Tarafsızlığın da ötesine geçen bir mesafeyle çizilen bu tablonun karanlık sonucunda geleceğe yönelik olarak ne düşünebileceğimizi irdelerken bu sefer kentten dışarı doğru bir bakışa sığınıyor sergi. Aslında sürekli yaşadığımız çalkantıları duygusal bir yaklaşımın aksine birer atölye olarak algıladığımız takdirde parçalı ve muhtemelen cılız olsa da bazı cevapların farkına varabileceğimizi özetlerken piyasa dinamikleri yerine sanatsal üretimin göstergelerini geleceğe dair daha güvenilir ve eşitlikçi bir nirengi olarak sunuyor. Ufukta Volkan Aslan’ın Dear İstanbul’u somutlaştırdığı çelişik gündem kırıntıları ile Ha Za Vu Zu’nun cisme anısıyla sabitlediği hareket bizi mekansal algımızı da bir okuma aracı olarak kullanmağa itiyor.

TO BUILD OR NOT TO BUILD?
Bu noktada başa dönerken PATTU, SO? ve Herkes İçin Mimarlık’ın işleri, çağdaş toplumsal algının metalaştırmak için etiketleyerek endüstri ile sanat arasına sıkıştırdığı mimarlığın anlık, katılımcı ve esnek olduğu oranda dayanıklı ve uygulanabilir çözümlerin filizlendiği bir alan olduğunu gösteriyor. Şiddet ile kurtarma arasında sıkışmışlığımızın sızısını da aktarıyor bize. Unutulmaması gereken bir nokta da bu eserlerin aslında onları taçlandıran diğer eserlerin aksine bu üç atölyenin sergiye davet üstüne gerçekleştirdiği çalışmalar olması. Özellikle SO?’nun çalışması Lost Barrier, yaşam alanlarımızı gittikçe daha çekincesiz bir şekilde işgal eden şiddet mimarisinin, itibar edilmediği halde derin bir acz içinde çatırdayışını resmederek içimizi bürüyen o duygulanıma bir çıkış yolu gösteriyor.

Bu sergi, İstanbul sanat ve mimarlık topluluklarının ne kadar girift ve zor bir yerden üretim yapmaya uğraştığını ziyaretçiyi sarsarak ve bunca duygulanım sonunda empatiye yönlendirerek aktarabiliyor ve İstanbul’da teknolojinin sunduğu olanaklarla gerçekten bütünleşik bir dil kuran, olgun ama geçkin olmayan bir üretimin olduğunu tescilliyor.

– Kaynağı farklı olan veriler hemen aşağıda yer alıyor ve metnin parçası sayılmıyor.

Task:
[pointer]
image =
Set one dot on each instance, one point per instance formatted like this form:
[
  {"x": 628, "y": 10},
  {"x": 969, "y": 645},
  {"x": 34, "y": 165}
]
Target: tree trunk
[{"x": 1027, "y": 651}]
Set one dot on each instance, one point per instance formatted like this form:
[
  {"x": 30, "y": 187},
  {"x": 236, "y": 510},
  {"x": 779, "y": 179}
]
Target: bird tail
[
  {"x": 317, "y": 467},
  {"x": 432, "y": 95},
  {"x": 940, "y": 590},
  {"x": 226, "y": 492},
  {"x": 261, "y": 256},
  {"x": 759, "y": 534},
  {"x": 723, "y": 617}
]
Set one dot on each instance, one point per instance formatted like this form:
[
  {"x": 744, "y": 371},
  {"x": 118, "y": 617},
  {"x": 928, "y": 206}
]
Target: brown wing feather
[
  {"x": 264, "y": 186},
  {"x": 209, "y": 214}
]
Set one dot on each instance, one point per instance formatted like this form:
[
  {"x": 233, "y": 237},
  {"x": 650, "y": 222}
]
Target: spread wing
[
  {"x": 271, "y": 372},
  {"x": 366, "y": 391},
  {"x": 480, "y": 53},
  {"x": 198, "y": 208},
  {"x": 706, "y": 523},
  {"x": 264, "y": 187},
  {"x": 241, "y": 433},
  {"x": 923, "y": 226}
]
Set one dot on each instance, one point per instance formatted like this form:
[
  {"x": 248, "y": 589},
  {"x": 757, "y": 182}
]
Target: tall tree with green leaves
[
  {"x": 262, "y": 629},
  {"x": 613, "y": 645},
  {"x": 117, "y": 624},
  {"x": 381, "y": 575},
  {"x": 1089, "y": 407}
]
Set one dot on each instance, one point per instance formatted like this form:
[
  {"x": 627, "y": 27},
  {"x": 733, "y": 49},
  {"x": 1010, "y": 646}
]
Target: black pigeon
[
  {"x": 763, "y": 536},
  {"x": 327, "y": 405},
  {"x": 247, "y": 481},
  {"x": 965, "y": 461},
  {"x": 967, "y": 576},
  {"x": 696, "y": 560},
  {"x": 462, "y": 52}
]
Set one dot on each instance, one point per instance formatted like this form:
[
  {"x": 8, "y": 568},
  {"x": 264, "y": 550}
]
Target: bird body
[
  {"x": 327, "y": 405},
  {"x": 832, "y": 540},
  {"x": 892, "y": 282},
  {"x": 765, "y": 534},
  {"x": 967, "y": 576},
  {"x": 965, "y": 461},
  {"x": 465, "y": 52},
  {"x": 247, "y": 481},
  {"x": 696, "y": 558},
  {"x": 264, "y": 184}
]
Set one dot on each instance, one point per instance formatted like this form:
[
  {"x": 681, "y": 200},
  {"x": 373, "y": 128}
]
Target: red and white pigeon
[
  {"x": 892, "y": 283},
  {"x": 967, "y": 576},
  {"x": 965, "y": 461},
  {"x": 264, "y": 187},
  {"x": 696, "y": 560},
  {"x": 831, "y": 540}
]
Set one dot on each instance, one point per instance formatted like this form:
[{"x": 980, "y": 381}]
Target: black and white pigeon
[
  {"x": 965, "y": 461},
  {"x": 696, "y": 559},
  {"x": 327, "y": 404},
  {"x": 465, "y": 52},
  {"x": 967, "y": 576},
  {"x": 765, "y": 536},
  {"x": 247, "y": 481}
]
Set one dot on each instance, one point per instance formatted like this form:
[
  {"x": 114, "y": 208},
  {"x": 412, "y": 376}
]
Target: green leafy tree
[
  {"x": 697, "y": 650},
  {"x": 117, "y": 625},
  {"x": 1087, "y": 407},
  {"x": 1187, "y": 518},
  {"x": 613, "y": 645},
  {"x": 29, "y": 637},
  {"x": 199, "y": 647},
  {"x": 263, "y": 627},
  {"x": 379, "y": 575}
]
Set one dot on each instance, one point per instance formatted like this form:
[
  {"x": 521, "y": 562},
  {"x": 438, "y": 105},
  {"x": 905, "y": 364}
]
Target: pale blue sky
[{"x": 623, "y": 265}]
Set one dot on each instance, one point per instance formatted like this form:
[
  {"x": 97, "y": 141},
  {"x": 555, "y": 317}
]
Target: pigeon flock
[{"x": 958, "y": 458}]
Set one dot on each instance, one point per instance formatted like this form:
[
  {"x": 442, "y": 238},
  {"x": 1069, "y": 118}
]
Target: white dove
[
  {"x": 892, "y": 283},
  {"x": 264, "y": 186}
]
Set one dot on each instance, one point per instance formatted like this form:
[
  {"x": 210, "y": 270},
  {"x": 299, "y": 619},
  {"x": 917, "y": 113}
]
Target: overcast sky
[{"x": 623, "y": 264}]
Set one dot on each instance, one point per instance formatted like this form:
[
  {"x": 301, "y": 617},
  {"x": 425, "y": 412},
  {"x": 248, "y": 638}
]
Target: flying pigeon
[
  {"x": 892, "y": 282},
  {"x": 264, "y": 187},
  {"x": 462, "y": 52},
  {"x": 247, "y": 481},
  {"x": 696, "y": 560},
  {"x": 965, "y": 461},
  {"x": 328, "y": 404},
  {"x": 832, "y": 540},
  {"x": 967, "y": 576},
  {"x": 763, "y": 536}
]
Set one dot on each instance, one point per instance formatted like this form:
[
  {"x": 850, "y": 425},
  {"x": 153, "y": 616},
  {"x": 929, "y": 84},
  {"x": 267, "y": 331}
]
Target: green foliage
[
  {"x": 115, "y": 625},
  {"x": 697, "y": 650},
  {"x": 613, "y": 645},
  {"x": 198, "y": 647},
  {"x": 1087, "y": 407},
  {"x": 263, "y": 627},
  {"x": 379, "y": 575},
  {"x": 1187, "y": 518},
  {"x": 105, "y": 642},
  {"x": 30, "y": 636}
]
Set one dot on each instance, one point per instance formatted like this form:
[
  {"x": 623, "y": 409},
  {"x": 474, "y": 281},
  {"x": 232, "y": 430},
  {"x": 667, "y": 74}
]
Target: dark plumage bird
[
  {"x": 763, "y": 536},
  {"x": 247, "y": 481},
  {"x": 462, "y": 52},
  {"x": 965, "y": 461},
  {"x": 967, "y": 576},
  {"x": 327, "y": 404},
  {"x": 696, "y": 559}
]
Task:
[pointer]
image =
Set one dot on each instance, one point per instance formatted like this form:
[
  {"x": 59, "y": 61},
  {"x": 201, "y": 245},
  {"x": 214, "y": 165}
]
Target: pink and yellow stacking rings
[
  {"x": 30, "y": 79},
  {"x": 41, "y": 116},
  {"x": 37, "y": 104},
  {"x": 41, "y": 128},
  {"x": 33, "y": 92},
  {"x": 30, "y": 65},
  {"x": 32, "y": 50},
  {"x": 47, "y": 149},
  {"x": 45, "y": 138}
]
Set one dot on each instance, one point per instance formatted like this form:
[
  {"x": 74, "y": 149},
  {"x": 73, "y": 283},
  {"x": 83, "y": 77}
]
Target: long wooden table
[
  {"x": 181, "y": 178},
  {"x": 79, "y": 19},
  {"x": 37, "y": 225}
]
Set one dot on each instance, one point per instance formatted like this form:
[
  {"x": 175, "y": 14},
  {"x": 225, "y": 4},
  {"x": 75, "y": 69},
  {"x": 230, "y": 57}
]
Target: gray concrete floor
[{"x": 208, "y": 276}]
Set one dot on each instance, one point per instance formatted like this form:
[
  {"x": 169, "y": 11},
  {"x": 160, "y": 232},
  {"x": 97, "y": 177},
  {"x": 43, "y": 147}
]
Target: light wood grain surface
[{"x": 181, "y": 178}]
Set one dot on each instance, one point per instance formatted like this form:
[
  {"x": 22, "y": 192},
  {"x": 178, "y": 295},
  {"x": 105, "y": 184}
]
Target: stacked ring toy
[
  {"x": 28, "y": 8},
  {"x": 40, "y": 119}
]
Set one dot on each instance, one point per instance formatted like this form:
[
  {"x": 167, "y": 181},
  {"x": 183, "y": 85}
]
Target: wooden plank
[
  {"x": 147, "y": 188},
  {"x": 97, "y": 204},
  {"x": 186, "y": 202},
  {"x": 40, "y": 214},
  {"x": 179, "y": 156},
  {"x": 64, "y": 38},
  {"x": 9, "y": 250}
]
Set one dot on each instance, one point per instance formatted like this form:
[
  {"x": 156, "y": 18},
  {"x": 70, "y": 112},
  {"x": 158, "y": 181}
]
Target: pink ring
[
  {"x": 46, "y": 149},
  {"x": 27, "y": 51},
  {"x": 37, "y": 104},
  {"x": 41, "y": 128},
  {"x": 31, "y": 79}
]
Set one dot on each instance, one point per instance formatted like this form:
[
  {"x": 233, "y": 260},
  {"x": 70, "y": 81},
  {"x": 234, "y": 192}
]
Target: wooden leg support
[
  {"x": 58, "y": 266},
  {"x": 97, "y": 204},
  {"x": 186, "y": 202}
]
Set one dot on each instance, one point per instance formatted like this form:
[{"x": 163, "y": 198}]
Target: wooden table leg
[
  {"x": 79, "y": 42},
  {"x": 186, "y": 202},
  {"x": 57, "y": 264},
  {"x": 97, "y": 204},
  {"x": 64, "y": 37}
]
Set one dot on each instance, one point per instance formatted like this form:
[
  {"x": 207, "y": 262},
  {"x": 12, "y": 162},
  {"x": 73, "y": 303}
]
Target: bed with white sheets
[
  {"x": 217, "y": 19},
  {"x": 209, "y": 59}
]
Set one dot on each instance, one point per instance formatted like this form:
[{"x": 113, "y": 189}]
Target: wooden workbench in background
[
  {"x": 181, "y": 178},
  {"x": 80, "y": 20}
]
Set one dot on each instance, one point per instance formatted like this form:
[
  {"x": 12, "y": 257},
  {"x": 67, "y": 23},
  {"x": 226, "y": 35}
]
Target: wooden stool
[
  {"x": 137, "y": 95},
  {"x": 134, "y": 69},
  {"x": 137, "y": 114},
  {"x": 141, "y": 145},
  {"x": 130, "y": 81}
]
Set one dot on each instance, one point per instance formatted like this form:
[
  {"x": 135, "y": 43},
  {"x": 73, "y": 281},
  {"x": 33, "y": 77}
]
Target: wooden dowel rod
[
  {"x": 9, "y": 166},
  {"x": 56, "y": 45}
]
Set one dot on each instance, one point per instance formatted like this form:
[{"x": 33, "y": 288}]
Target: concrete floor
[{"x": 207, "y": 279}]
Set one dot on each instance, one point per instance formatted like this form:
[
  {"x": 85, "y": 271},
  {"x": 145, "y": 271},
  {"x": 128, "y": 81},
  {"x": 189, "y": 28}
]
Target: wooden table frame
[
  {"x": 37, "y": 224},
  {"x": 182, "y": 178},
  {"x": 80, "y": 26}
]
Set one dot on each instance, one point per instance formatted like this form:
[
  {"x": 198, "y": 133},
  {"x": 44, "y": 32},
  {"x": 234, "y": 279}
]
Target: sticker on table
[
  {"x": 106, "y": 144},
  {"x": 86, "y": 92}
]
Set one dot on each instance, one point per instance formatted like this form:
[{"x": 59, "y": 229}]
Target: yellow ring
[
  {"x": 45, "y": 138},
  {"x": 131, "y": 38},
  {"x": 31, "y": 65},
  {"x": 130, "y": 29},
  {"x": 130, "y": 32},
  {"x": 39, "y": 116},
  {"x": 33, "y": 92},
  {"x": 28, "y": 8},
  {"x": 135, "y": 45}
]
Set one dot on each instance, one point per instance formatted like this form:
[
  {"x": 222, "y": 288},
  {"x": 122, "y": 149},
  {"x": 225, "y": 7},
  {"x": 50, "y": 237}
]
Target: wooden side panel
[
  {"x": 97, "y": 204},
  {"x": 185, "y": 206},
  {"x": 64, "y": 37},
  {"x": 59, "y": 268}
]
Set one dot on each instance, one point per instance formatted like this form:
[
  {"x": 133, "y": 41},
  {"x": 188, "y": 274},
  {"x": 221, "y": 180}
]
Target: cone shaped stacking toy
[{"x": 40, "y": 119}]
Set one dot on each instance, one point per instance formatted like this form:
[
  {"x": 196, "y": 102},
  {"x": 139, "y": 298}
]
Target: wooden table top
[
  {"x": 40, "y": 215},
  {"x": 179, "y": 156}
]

Son tahlilde İstanbul. Tutku, Neşe, Öfke, Yankı’dan Kazova Zaferi’ne, Hera Büyüktaşçıyan’ın In Situ’sunun da dikkat çekmek istediği gibi toplumca içselimizde aşina olduğumuz kıymeti bilinmeyenlerimizin, güncel bir “arkeolojik” inceleme ile İtalyan sanat izleyicisine hem bir ayna olabildiğinin hem de İstanbul’un yaşanmazlığının gerekli empati kurulduğunda aslında anlatılır olabildiğini nadir erişilebilir bir saydamlıkla kanıtlıyor.